Nor was that return the result of high leverage: the firm reports that debt finance for the deal was a modest 4x EBITDA. Through a strategy of expanding the product mix, refurbishing existing stores and improving margins, profitability was increased nearly 80 percent during the period of ownership.
The timing of Affinity’s sale was also notable. The firm says the offer it accepted was not the highest, but did offer certainty and speed of closing. With hindsight, this was just as well: soon after the deal was signed, Asian stock markets plummeted and the financing market dried up.
ASIAN VC INVESTMENT OF THE YEAR
1. Oak Pacific
2. SE Forge
3. Himin Solar
Amid the surge in venture capital investments in China and India recorded in the second quarter of 2008, the later-stage round for Beijing-based Oak Pacific Interactive, a web 2.0 company, stood out.
At $430 million, the Softbank-led investment comprised well over half the $899 million committed to the information technology sector. Information technology comes under the bracket of information services and media content, which was the most popular sector amongst GPs, garnering 71 percent of total VC spend, according to a study by Dow Jones VentureSource.
As we move into 2009, the focus of GP interest in Asia is increasingly on the growth markets of China and India. While we can expect some GPs to be weeded out by the crisis, it is likely there will still be intense interest in the two countries’ VC markets.
BEST MEZZANINE FIRM IN ASIA
1. Asia Mezzanine
2. ICG Asia
3. Kendall Court
Mezzanine finance in support of private equity transactions is still a relatively new phenomenon in Asia, but given the scarcity of financing sources available these days its use should be expected to grow. That will be good news for the pioneers in this sector – among them, Hong Kong-based Asia Mezzanine.

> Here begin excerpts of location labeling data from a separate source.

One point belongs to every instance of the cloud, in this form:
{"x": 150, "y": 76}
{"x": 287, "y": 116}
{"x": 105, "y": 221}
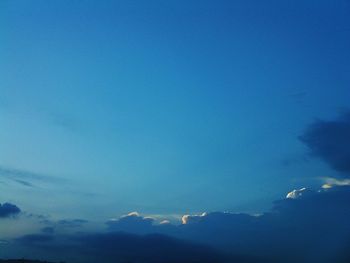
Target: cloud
{"x": 8, "y": 210}
{"x": 132, "y": 223}
{"x": 188, "y": 219}
{"x": 298, "y": 193}
{"x": 48, "y": 230}
{"x": 72, "y": 222}
{"x": 35, "y": 239}
{"x": 329, "y": 140}
{"x": 26, "y": 178}
{"x": 305, "y": 226}
{"x": 119, "y": 247}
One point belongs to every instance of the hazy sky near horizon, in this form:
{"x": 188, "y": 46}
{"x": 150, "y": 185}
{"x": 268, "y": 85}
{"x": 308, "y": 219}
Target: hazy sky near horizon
{"x": 165, "y": 107}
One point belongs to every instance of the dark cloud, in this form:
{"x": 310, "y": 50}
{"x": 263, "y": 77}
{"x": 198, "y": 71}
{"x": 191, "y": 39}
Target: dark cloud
{"x": 48, "y": 230}
{"x": 72, "y": 222}
{"x": 8, "y": 210}
{"x": 330, "y": 141}
{"x": 35, "y": 239}
{"x": 120, "y": 247}
{"x": 306, "y": 226}
{"x": 132, "y": 223}
{"x": 26, "y": 178}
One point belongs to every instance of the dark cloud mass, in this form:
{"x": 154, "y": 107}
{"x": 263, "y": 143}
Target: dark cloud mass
{"x": 307, "y": 226}
{"x": 330, "y": 141}
{"x": 8, "y": 210}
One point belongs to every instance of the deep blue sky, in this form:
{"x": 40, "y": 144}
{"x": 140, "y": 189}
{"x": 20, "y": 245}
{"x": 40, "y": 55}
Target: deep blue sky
{"x": 165, "y": 107}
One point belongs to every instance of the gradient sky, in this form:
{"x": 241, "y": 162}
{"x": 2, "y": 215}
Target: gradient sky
{"x": 165, "y": 107}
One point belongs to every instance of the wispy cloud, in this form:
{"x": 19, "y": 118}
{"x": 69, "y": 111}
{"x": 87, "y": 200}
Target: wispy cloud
{"x": 26, "y": 178}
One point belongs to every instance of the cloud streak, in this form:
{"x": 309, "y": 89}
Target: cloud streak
{"x": 8, "y": 210}
{"x": 329, "y": 141}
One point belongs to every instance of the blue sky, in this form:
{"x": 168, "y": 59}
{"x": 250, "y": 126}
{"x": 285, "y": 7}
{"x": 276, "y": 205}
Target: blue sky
{"x": 165, "y": 107}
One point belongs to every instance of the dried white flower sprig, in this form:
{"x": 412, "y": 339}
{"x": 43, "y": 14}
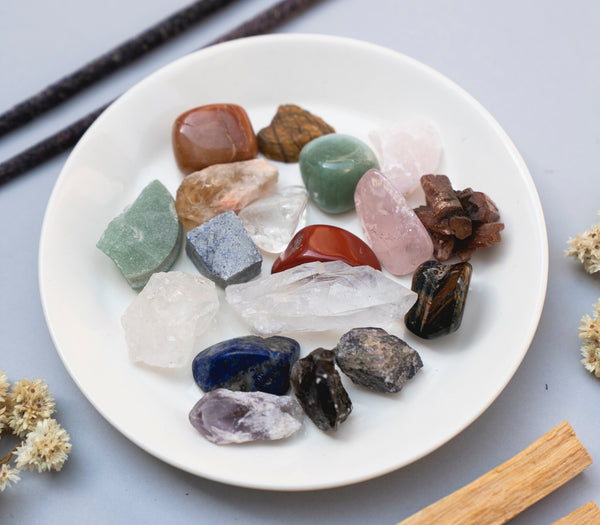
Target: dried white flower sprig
{"x": 585, "y": 247}
{"x": 589, "y": 331}
{"x": 26, "y": 410}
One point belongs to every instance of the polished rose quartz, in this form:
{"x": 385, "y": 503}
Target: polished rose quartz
{"x": 213, "y": 134}
{"x": 391, "y": 227}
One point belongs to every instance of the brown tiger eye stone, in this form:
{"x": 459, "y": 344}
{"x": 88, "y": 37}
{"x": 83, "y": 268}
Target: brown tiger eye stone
{"x": 290, "y": 130}
{"x": 212, "y": 134}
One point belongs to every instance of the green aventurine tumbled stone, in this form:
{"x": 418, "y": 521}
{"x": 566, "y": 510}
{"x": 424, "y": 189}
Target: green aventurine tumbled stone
{"x": 331, "y": 167}
{"x": 146, "y": 238}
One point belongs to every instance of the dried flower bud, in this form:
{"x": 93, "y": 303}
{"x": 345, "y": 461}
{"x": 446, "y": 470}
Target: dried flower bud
{"x": 46, "y": 447}
{"x": 29, "y": 402}
{"x": 585, "y": 247}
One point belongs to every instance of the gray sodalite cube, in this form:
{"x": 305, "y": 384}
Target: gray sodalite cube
{"x": 222, "y": 250}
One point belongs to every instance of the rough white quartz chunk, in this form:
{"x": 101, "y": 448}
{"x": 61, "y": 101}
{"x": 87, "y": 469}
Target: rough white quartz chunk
{"x": 224, "y": 416}
{"x": 407, "y": 151}
{"x": 163, "y": 321}
{"x": 319, "y": 296}
{"x": 272, "y": 221}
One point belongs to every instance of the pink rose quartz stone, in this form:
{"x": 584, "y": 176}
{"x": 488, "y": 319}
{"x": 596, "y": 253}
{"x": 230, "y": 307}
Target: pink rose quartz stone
{"x": 407, "y": 151}
{"x": 391, "y": 227}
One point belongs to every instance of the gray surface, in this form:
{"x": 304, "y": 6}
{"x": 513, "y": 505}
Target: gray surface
{"x": 533, "y": 65}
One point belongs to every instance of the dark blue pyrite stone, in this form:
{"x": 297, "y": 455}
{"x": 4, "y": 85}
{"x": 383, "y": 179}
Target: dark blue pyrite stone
{"x": 222, "y": 250}
{"x": 247, "y": 364}
{"x": 441, "y": 295}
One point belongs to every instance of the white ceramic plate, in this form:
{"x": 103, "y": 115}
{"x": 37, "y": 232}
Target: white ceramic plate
{"x": 355, "y": 87}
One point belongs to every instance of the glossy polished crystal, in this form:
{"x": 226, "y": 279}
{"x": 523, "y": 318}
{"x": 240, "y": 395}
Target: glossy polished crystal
{"x": 442, "y": 293}
{"x": 331, "y": 166}
{"x": 318, "y": 387}
{"x": 407, "y": 150}
{"x": 248, "y": 364}
{"x": 212, "y": 134}
{"x": 391, "y": 227}
{"x": 322, "y": 242}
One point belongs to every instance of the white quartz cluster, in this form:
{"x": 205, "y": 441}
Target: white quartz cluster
{"x": 319, "y": 296}
{"x": 273, "y": 220}
{"x": 164, "y": 320}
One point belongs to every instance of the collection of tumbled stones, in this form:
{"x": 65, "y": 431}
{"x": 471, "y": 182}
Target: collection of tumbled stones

Asia Mezzanine targets investments of between $15 million and $50 million in single transactions and up to $100 million via coinvestment with strategic partners. Among its most recent deals was the investment of $40 million of mezzanine capital in China’s Anhui LingYiu Group, a speciality precision manufacturing company. The business is backed on the private equity side by CDH Investments and China Everbright Investment Management.